On Thursday, the Worcester Regional Chamber of Commerce presented the findings of “The Worcester Fiber Connectivity Report,” which the Chamber commissioned to understand the current state and benefits of fiber-optic Internet connectivity.
Fiber-optic cable allows a much greater volume of data and at much higher speeds than typical household connections such as Digital Subscriber Line (DSL) and cable. Speed is judged in megabits per second (Mbps). While DSLs download at 10-15 Mbps and Charter Spectrum offers cable plans starting at 60 Mbps, fiber-optic connections can range anywhere from 100 Mbps to 1,000 Mbps (otherwise known as a gigabit).
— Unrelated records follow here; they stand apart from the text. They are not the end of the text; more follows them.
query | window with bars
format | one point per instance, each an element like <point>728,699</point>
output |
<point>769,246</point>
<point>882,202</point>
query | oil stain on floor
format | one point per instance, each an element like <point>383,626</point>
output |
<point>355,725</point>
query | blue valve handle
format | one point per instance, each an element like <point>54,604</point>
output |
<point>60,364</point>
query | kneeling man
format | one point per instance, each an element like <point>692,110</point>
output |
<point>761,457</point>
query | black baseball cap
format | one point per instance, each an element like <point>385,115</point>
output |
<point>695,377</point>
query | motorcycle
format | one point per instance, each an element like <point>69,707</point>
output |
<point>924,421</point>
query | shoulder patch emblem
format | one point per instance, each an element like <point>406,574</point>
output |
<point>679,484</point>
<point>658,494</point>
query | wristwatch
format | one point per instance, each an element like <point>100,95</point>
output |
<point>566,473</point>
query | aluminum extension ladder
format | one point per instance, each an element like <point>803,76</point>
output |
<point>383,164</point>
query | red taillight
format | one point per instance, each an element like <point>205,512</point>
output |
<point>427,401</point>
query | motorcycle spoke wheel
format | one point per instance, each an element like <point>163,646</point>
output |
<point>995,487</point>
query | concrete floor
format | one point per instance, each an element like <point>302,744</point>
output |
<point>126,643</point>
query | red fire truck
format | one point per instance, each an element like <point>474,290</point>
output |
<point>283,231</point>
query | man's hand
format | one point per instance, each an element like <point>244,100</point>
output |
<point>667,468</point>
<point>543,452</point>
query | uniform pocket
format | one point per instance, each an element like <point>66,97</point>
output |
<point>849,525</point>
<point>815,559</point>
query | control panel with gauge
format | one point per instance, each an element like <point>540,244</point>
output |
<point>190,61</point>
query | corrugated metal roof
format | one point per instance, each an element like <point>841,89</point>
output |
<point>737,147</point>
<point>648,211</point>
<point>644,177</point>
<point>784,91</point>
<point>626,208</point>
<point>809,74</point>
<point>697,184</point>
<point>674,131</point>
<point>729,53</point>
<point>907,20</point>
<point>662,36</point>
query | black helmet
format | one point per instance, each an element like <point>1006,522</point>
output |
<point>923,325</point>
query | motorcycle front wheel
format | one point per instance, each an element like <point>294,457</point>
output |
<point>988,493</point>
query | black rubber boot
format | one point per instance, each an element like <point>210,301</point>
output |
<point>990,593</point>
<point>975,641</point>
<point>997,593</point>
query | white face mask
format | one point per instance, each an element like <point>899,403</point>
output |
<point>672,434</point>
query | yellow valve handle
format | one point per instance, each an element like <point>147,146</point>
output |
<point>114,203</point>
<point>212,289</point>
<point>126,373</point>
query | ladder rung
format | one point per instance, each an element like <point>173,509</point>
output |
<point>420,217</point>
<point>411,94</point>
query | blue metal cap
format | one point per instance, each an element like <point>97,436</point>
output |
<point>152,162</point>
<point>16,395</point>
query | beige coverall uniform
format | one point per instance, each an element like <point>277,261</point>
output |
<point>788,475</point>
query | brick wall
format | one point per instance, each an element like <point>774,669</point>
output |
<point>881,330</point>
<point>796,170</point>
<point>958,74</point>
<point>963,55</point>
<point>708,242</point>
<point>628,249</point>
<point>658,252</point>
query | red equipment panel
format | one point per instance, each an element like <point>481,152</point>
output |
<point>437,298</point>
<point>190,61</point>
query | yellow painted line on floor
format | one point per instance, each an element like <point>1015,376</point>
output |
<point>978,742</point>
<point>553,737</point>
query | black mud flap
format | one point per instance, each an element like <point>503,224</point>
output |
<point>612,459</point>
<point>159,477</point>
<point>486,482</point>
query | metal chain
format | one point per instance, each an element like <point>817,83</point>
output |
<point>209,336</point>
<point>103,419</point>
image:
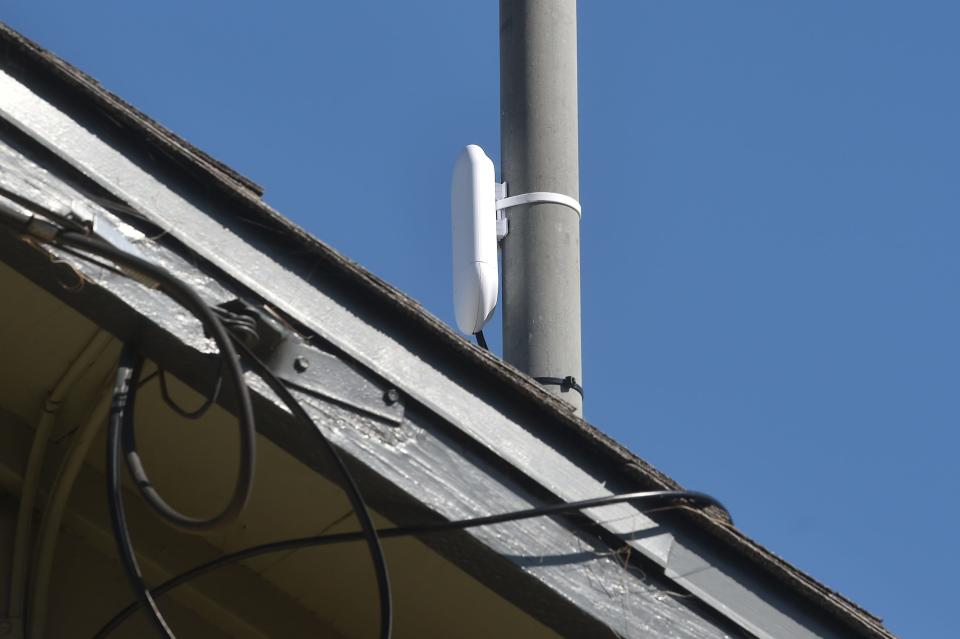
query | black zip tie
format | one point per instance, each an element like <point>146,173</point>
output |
<point>565,383</point>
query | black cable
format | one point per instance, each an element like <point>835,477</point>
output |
<point>230,364</point>
<point>368,530</point>
<point>119,426</point>
<point>481,340</point>
<point>197,413</point>
<point>658,500</point>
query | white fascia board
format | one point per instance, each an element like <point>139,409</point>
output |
<point>379,351</point>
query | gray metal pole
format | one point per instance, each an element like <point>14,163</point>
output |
<point>539,152</point>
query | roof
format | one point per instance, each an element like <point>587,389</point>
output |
<point>407,315</point>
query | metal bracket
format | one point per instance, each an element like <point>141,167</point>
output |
<point>312,371</point>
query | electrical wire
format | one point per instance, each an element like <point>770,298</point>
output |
<point>196,413</point>
<point>123,425</point>
<point>122,432</point>
<point>230,367</point>
<point>656,500</point>
<point>368,530</point>
<point>120,427</point>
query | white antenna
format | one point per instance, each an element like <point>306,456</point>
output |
<point>473,200</point>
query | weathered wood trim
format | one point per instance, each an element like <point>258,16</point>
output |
<point>449,392</point>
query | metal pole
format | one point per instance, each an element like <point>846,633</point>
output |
<point>539,152</point>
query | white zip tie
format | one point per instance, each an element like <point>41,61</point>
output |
<point>538,197</point>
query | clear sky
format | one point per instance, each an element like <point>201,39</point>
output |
<point>770,235</point>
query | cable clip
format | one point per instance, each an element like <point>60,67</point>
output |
<point>536,197</point>
<point>565,383</point>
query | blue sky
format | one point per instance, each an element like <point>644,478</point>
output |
<point>770,236</point>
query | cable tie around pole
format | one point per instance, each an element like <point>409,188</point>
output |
<point>540,197</point>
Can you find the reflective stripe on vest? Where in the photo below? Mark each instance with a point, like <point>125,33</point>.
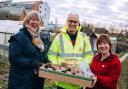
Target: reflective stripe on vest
<point>70,54</point>
<point>64,55</point>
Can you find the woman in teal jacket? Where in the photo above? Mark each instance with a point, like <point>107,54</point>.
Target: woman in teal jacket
<point>26,54</point>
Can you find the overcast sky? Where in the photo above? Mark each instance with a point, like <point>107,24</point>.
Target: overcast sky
<point>104,12</point>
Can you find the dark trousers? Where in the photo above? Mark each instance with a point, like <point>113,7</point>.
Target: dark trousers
<point>62,88</point>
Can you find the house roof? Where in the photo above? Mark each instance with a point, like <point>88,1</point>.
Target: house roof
<point>16,11</point>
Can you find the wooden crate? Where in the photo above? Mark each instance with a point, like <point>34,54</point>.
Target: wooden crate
<point>59,76</point>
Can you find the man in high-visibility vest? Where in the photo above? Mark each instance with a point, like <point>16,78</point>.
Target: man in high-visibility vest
<point>71,43</point>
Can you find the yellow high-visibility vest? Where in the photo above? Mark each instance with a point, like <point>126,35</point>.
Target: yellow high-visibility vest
<point>62,50</point>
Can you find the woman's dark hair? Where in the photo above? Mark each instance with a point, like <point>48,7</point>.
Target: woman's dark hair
<point>104,37</point>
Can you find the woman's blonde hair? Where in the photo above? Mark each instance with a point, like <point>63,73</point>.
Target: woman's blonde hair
<point>30,15</point>
<point>103,37</point>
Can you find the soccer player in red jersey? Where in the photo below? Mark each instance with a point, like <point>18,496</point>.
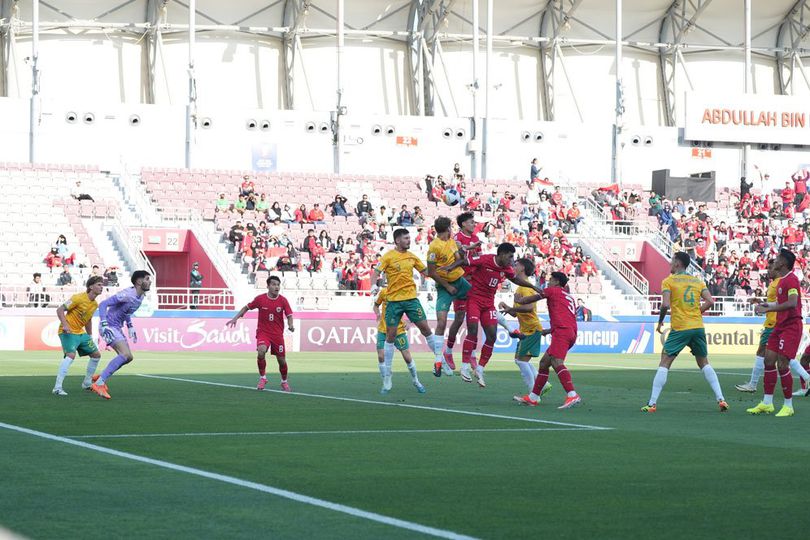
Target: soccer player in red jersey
<point>486,273</point>
<point>786,336</point>
<point>469,245</point>
<point>562,314</point>
<point>273,309</point>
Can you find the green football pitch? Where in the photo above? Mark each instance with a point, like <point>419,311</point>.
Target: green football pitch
<point>187,448</point>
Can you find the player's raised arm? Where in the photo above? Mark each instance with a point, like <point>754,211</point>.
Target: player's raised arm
<point>239,315</point>
<point>708,301</point>
<point>665,299</point>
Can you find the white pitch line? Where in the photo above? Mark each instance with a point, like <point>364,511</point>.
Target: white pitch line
<point>291,495</point>
<point>332,432</point>
<point>385,403</point>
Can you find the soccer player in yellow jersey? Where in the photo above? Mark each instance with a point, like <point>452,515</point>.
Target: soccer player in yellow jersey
<point>401,344</point>
<point>450,286</point>
<point>683,293</point>
<point>398,265</point>
<point>75,333</point>
<point>529,326</point>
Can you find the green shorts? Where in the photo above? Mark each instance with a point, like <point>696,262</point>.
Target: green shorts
<point>530,345</point>
<point>444,299</point>
<point>412,308</point>
<point>763,338</point>
<point>81,343</point>
<point>401,341</point>
<point>695,338</point>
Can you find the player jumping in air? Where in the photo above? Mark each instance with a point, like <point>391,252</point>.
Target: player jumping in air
<point>76,332</point>
<point>398,265</point>
<point>563,320</point>
<point>114,312</point>
<point>684,293</point>
<point>273,309</point>
<point>767,329</point>
<point>785,338</point>
<point>450,286</point>
<point>487,272</point>
<point>401,344</point>
<point>469,247</point>
<point>529,326</point>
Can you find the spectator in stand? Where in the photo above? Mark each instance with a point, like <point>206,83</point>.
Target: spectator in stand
<point>36,292</point>
<point>301,214</point>
<point>800,179</point>
<point>364,207</point>
<point>405,218</point>
<point>236,234</point>
<point>247,186</point>
<point>788,195</point>
<point>53,260</point>
<point>287,216</point>
<point>418,218</point>
<point>262,204</point>
<point>274,212</point>
<point>574,217</point>
<point>223,204</point>
<point>316,214</point>
<point>64,278</point>
<point>78,194</point>
<point>534,173</point>
<point>338,206</point>
<point>240,206</point>
<point>493,201</point>
<point>583,314</point>
<point>745,187</point>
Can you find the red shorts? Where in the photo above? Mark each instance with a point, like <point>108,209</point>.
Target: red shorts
<point>482,310</point>
<point>274,344</point>
<point>785,338</point>
<point>562,341</point>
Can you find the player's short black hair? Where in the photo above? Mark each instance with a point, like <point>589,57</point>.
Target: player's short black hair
<point>788,257</point>
<point>464,216</point>
<point>400,232</point>
<point>527,264</point>
<point>442,224</point>
<point>683,258</point>
<point>505,248</point>
<point>139,274</point>
<point>561,278</point>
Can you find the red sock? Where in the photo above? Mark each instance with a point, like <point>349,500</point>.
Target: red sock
<point>769,381</point>
<point>486,354</point>
<point>787,383</point>
<point>540,381</point>
<point>466,350</point>
<point>565,378</point>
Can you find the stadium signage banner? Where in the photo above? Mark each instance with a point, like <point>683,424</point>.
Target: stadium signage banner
<point>747,118</point>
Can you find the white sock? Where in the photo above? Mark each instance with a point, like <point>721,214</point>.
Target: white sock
<point>714,382</point>
<point>92,365</point>
<point>502,320</point>
<point>388,355</point>
<point>526,373</point>
<point>758,370</point>
<point>62,373</point>
<point>659,381</point>
<point>799,370</point>
<point>412,370</point>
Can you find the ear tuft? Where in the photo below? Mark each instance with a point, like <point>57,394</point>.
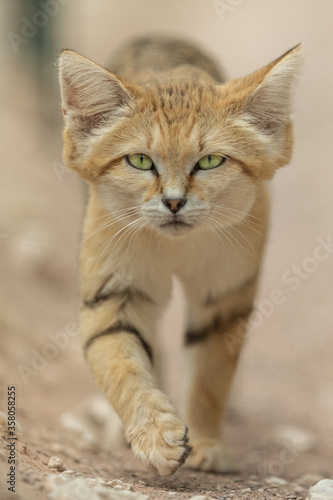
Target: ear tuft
<point>269,104</point>
<point>90,94</point>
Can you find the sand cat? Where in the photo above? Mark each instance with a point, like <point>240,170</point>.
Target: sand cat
<point>176,161</point>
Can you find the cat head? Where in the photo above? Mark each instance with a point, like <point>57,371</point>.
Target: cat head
<point>177,150</point>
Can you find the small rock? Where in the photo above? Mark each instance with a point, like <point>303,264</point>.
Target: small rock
<point>275,481</point>
<point>118,485</point>
<point>296,437</point>
<point>56,463</point>
<point>94,481</point>
<point>64,488</point>
<point>323,490</point>
<point>71,474</point>
<point>298,489</point>
<point>309,479</point>
<point>201,497</point>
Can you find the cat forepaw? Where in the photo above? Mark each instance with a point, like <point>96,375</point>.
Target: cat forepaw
<point>162,444</point>
<point>210,455</point>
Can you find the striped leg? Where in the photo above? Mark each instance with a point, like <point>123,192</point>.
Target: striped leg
<point>117,331</point>
<point>212,351</point>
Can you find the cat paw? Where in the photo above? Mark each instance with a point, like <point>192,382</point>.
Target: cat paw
<point>210,455</point>
<point>162,444</point>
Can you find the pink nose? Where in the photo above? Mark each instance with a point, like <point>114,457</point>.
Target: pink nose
<point>174,205</point>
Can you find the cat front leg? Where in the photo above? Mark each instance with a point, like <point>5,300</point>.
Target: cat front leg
<point>117,330</point>
<point>213,344</point>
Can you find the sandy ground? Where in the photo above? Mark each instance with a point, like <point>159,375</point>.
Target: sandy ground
<point>280,418</point>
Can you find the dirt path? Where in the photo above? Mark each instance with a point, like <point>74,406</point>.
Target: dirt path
<point>280,419</point>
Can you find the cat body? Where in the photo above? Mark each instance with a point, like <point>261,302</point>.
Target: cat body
<point>177,163</point>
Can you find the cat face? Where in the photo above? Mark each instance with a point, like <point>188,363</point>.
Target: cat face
<point>177,173</point>
<point>176,155</point>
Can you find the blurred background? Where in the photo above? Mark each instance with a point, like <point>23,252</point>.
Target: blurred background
<point>284,387</point>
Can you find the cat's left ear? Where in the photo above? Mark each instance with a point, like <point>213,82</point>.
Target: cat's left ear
<point>90,94</point>
<point>270,91</point>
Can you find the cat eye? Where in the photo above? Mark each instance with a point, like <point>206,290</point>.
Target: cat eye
<point>211,161</point>
<point>141,161</point>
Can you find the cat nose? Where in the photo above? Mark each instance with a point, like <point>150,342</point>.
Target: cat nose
<point>174,205</point>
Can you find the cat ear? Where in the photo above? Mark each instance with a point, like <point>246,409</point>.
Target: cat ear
<point>268,106</point>
<point>90,94</point>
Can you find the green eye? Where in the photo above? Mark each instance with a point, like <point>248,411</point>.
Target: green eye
<point>138,160</point>
<point>211,161</point>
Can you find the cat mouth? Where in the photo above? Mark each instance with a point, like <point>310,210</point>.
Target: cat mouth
<point>176,224</point>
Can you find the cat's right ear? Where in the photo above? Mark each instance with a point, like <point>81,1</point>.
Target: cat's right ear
<point>91,95</point>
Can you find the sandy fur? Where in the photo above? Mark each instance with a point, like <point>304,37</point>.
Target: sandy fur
<point>176,112</point>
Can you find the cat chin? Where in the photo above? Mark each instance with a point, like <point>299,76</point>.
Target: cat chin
<point>175,229</point>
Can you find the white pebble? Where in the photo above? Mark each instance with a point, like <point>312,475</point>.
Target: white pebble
<point>118,485</point>
<point>309,479</point>
<point>61,487</point>
<point>299,439</point>
<point>322,490</point>
<point>201,497</point>
<point>71,474</point>
<point>275,481</point>
<point>56,463</point>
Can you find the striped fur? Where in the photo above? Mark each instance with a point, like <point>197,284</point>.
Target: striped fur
<point>167,99</point>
Fastest speeds and greater bandwidth are required as companies reduce their reliance on systems and applications that run locally. One report finds that 93 percent of U.S. companies have at least some of their business systems running off-site, in the cloud.
For this reason, as the Chamber’s report makes clear, fiber-optic connectivity — both that being utilized, “lit fiber,” and that which is available, “dark fiber” — is key to economic development.
“Because Worcester has the ability to offer dark fiber as well as options for lit fiber, it becomes an attractive city for industries in need of high bandwidth,” the report states.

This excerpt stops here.